I am very grateful to the noble Lord for giving way and I would not question at all his personal sensitivity to the issues that have been raised. Over a lifetime, I have known that he cares deeply about these things. However, can he assure the House that in their considerations the Government have taken fully into account one of the complexities that have arisen since 2009, when the Rome II regulations were introduced? They mean that the damages are related to what normally prevails in the country in which the harm occurred, whereas the costs may well be related to what applies within the United Kingdom. This means that there is a huge obstacle to taking on a case of this kind because of the risks involved and what the bill might be if the costs had to be met by those endeavouring to make the claim.

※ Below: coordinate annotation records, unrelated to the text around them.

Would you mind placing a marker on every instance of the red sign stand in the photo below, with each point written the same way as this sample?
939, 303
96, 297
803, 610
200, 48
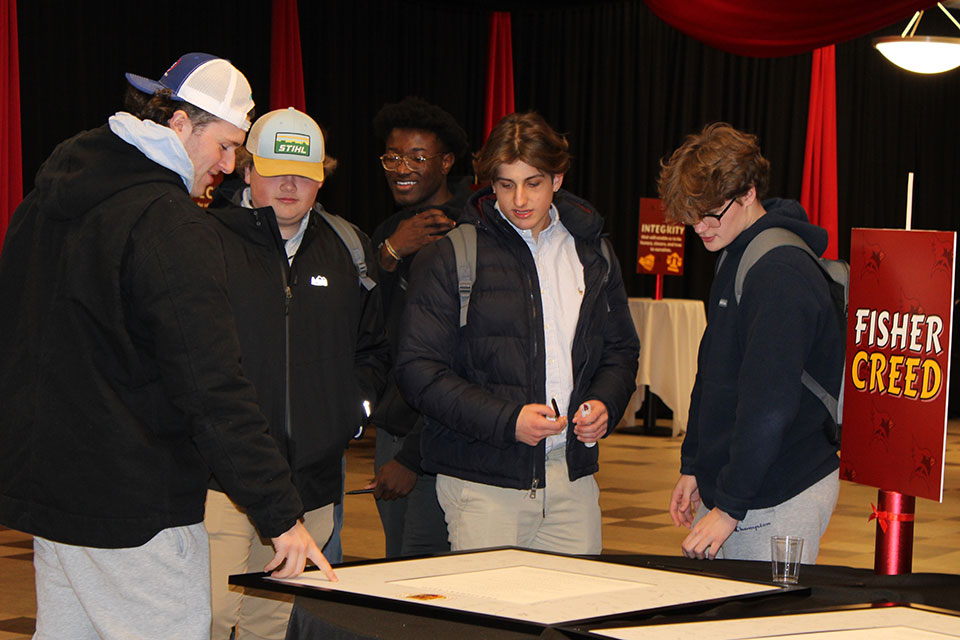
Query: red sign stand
893, 550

I am aware of that. As the noble Lord said, that issue was to a certain extent present in the Trafigura case, where 30,000 people each received £1,000 and the lawyer got—or tried to get— £100 million.

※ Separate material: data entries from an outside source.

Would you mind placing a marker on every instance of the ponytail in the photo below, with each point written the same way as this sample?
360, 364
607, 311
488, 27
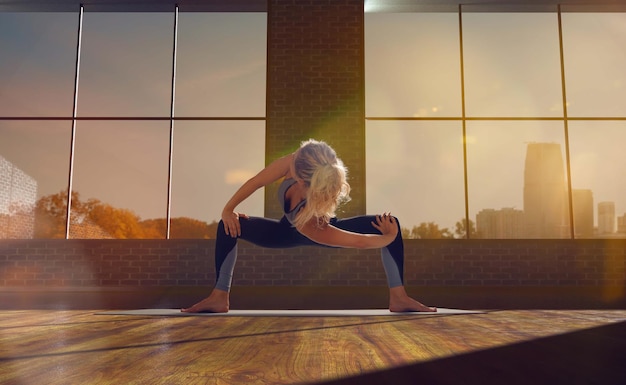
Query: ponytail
326, 177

I am most grateful to the noble Lord for giving way. Without detracting in any way from the point made by the noble Lord, Lord Judd, is not the difference between the damages counted and the costs incurred in many cases indicative of the inequality of arms between the situation of the claimants and that of the defendants, many of which are multinational companies with a gross turnover per annum greater than that of 50 of the least privileged countries in the United Nations?

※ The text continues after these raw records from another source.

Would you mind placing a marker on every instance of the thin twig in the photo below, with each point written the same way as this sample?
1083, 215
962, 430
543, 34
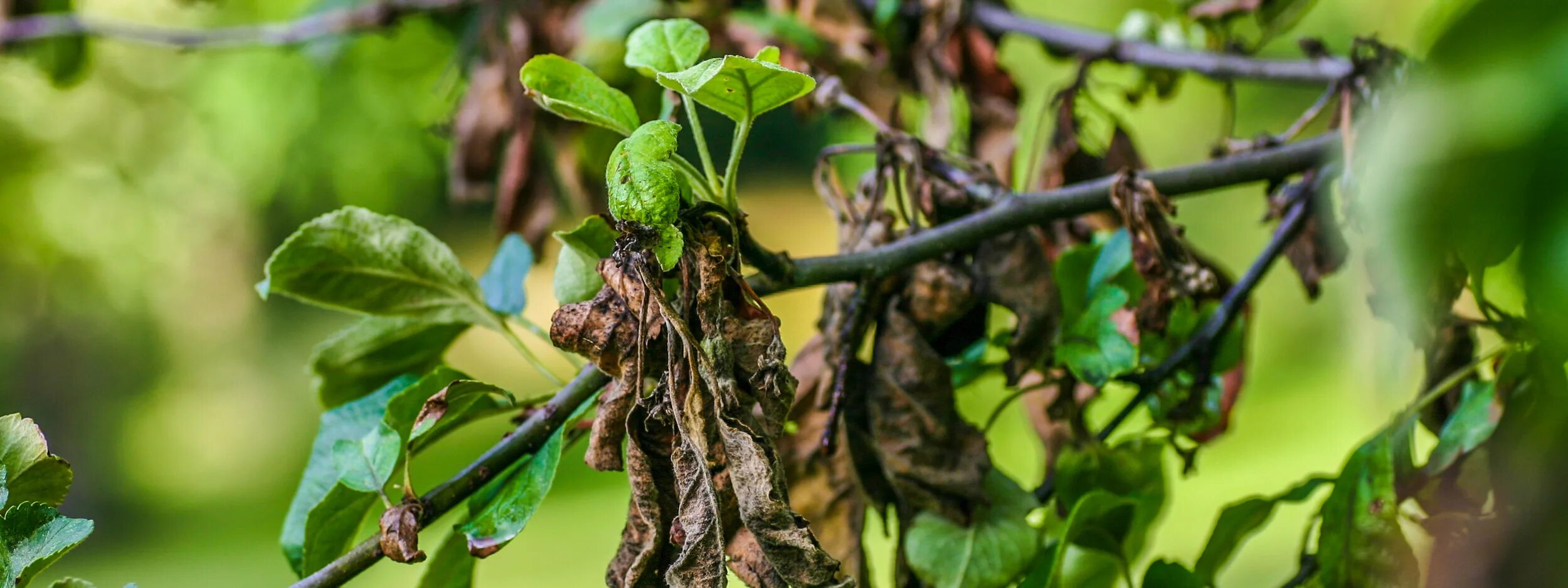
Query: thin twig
369, 16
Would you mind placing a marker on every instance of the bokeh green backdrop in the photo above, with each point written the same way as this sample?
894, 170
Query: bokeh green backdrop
139, 206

Part of the problem of answering a debate such as this is the horror stories, abuses and problems raised about the capability of multinational companies to misbehave. No one denies that. I have spent most of my life in politics being greatly suspicious of many such operations. We cannot funnel that down to a change in an area that, it has been admitted, has covered 10 cases in the past decade. I understand noble Lords’ commitment to take on those abuses, but to suggest that the English legal system is in any way able to meet the point is to put too much of a burden on it.
As I told the noble Baroness, Lady Coussins, I do not believe that such cases will not be brought because often the motive is not profit; it is many of the motives that have been explained tonight. What is at stake for the companies concerned is often not money but reputation. I do not believe that we are creating an insurmountable barrier to take cases where English or Welsh companies are at fault, but I will draw the debate to the attention of my right honourable and learned friend the Lord Chancellor, because the speakers list should be respected. My right honourable and learned friend and I believe that the fear of the effect of what we are doing is exaggerated. The opportunity that the Bill offers for other forms of financing of litigation is underestimated, but I will ask him to read the debate, look at the arguments deployed and consider the amendments. For the moment, I ask the noble Baroness to withdraw her amendment.
My Lords, I thank all noble Lords who have contributed to the debate and the Minister for his reply. I remain convinced that it would be much better to avoid an undesirable, unintended consequence than to worry about adding something to the Bill that might not be 100 per cent technically, strictly necessary. If the lawyers behind CAFOD, Oxfam and Amnesty are convinced that the amendment is necessary, the Government should take them seriously. I look forward to the Minister's response after he has spoken to his colleagues. This issue will not go away, but, for now, I am happy to withdraw the amendment.